Everything but the code
Blogger: Joe Niski
The importance of infrastructure is a major theme for Burton Group - the loose
definition of "infrastructure" as "everything but business
logic" structures our thinking and research.
In my years as a developer and development manager, I came to regard most of the tools I used on a day-to-day basis as infrastructure, just as important as my chair, desk, PC, and telephone. "Everything but the code" became infrastructure. My IDE, the version control system, the build scripts, the bug-tracking system, all the tools involved with the magical evolution of ideas into software. Fortunately, some of my employers understood development tools this way: tools were licensed, installed when I showed up on the job, worked well together - and there was someone responsible for the infrastructure, and somebody I could go to for help and support (whether inside the company or via a support contract). I didn't need to worry about those things; they were part of the environment, and I could largely forget about them and focus on the software project(s) and/or people I was responsible for.
Unfortunately, many of the companies I worked for didn't quite get it: multiple version control systems (or none at all), bug-tracking via post-it notes, requirements management by half-remembered customer conversations - or I couldn't get the budget for reasonable tools and support for my team. Anyone who's worked in more than a few development shops has probably seen all the bad. Sadly, many developers I talk to haven't experienced much of the good.

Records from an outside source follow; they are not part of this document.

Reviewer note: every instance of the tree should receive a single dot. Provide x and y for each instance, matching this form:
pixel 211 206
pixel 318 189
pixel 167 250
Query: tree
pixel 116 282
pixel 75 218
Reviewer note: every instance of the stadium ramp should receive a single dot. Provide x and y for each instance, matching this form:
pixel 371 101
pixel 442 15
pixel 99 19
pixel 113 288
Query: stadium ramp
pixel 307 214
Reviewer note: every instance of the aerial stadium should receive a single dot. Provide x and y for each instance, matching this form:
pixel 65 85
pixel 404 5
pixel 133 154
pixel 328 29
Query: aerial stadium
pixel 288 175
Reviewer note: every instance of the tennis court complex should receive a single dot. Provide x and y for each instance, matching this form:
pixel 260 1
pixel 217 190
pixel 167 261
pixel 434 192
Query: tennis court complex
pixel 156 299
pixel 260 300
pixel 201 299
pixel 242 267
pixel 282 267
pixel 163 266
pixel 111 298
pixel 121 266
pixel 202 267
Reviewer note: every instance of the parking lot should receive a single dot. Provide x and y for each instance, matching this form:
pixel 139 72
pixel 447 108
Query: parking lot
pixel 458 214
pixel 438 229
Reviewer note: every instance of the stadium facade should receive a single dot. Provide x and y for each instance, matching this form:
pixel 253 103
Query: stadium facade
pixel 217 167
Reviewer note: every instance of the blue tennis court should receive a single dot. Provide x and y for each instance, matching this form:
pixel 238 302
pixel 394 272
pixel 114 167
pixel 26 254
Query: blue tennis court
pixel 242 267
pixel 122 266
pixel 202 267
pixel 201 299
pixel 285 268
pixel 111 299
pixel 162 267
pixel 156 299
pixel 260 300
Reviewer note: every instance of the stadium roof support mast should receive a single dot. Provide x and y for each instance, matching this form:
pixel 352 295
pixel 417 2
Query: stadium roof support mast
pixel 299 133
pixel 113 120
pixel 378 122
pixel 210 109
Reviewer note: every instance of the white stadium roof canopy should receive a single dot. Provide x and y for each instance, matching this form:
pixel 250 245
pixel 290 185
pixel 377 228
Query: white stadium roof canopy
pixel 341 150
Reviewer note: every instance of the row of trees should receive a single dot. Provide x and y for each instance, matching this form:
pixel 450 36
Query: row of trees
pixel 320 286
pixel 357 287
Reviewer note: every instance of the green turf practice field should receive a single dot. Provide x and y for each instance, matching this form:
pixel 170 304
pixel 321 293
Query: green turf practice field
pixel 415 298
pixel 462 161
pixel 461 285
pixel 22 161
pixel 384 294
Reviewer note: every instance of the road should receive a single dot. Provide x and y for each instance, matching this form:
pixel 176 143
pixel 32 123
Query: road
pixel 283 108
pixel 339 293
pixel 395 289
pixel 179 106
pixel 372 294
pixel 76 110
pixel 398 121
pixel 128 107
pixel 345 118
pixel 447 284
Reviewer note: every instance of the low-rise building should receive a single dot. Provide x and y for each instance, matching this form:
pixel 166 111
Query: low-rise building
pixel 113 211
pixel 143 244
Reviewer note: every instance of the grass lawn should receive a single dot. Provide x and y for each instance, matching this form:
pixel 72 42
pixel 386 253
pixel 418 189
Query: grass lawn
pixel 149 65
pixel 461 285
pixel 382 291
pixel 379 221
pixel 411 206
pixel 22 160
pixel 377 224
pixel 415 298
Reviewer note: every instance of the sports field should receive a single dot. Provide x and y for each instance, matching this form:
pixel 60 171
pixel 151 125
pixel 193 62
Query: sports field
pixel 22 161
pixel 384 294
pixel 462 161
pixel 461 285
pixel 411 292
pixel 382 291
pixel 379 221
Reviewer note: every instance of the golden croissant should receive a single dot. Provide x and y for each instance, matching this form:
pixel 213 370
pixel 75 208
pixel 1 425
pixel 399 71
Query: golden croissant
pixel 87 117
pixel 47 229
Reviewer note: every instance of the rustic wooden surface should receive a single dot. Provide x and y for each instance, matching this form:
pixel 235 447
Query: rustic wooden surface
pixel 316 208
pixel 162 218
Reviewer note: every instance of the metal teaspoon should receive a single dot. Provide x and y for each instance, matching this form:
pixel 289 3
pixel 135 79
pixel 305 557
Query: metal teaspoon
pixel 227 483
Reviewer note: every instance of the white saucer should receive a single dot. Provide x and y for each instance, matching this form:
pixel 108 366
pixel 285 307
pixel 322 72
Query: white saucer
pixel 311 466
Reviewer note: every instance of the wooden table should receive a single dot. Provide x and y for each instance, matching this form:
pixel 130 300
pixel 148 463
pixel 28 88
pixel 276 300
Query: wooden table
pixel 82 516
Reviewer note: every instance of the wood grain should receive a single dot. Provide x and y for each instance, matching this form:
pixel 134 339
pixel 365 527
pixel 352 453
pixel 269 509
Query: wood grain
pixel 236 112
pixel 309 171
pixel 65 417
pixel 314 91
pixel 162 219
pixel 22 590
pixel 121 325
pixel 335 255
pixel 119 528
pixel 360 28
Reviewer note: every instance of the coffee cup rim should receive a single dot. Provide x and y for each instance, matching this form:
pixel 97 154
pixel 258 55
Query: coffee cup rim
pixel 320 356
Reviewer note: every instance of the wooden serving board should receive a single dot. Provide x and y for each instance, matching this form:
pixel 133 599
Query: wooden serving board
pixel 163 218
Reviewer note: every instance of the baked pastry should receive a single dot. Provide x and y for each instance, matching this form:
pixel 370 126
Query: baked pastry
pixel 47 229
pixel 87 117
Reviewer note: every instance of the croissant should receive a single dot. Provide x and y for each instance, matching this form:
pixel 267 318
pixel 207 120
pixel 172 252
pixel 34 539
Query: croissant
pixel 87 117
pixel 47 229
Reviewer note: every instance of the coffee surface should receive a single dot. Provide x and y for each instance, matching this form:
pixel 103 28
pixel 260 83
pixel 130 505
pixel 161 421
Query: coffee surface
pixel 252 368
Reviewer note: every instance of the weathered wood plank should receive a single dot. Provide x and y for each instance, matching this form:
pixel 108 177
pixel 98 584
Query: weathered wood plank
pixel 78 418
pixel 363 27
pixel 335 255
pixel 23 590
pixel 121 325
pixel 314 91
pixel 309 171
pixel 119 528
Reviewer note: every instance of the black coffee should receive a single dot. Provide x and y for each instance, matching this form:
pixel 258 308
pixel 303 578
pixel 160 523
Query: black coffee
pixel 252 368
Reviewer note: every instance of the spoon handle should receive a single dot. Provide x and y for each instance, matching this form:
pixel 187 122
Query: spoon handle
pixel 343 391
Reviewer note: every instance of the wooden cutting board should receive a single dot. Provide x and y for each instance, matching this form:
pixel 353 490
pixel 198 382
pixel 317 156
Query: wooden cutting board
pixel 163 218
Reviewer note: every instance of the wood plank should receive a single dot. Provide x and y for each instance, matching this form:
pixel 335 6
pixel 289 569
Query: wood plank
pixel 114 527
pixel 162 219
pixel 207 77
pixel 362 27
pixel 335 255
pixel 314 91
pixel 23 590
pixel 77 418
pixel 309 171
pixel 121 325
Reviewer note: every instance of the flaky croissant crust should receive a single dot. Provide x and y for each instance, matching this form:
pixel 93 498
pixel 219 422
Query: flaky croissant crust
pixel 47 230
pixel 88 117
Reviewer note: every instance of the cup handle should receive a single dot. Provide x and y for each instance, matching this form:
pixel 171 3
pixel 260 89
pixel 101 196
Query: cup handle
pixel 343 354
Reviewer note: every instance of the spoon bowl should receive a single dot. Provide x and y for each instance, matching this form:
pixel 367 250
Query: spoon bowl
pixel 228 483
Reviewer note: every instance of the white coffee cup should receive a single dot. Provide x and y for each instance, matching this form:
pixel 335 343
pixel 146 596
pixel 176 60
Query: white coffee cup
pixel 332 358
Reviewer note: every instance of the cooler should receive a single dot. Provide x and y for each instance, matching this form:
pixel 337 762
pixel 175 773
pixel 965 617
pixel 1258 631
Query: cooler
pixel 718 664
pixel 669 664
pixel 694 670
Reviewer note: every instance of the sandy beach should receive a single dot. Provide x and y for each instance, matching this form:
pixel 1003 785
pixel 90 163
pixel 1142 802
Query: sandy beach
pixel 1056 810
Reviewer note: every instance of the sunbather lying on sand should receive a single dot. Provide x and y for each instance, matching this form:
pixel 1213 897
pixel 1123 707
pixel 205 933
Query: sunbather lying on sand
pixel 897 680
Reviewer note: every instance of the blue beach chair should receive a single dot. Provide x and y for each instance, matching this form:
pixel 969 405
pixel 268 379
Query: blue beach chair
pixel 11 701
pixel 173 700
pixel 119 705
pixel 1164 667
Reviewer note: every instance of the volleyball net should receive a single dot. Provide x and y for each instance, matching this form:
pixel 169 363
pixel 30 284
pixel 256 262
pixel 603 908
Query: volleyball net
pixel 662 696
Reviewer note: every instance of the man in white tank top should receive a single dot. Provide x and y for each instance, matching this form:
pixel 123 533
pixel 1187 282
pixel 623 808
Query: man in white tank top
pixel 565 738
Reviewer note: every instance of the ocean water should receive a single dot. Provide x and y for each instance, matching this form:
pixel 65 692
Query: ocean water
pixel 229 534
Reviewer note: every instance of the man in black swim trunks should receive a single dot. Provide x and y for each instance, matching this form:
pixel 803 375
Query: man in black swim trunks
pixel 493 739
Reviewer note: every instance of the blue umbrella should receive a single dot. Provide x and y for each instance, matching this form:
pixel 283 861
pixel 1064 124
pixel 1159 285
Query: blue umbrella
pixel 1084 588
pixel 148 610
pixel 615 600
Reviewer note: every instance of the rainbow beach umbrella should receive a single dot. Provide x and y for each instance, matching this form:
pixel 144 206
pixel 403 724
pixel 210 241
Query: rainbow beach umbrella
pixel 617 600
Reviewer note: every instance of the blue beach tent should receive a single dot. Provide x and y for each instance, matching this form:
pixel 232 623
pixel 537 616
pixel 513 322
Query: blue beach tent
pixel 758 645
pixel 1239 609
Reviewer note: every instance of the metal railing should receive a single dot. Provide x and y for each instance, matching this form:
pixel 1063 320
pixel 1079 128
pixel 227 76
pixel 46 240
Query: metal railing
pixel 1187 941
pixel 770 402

When I arrived at Burton Group just a year ago, I thought SDLC infrastructure was important enough to write about. (I spent the last quarter expanding on this theme with a collection of Reference Architecture templates due for publication later this year.) Of course, I'm not the first or only person to look at development tools this way - Joel Spolsky touched on these issues years ago in "12 Steps to Better Code" and more recently in "The Development Abstraction Layer." A client I met at Catalyst in July recently started capturing her thoughts on this, coining the term "envirostructure."
The development trade and development tools continue to evolve rapidly - five years
ago, few people would have considered a unit testing framework as essential as
version control, but that's changed. Everyone agrees on the importance of
requirements documentation, but there are so many ways of defining requirements
that tools are all over the map. Here's my current list of must- or should-have
infrastructure, more or less in order of decreasing importance:
- Some organized and standardized way of documenting, managing, and tracing requirements
- IDEs
- A software configuration management/version control system
- A defect-tracking system
- Unit testing frameworks
- Build automation tools
- Packaging and deployment tools (i.e., release management)
- Whole-system test automation
- Reporting on key development metrics
- Automated code analysis
What's on your list? What did I miss?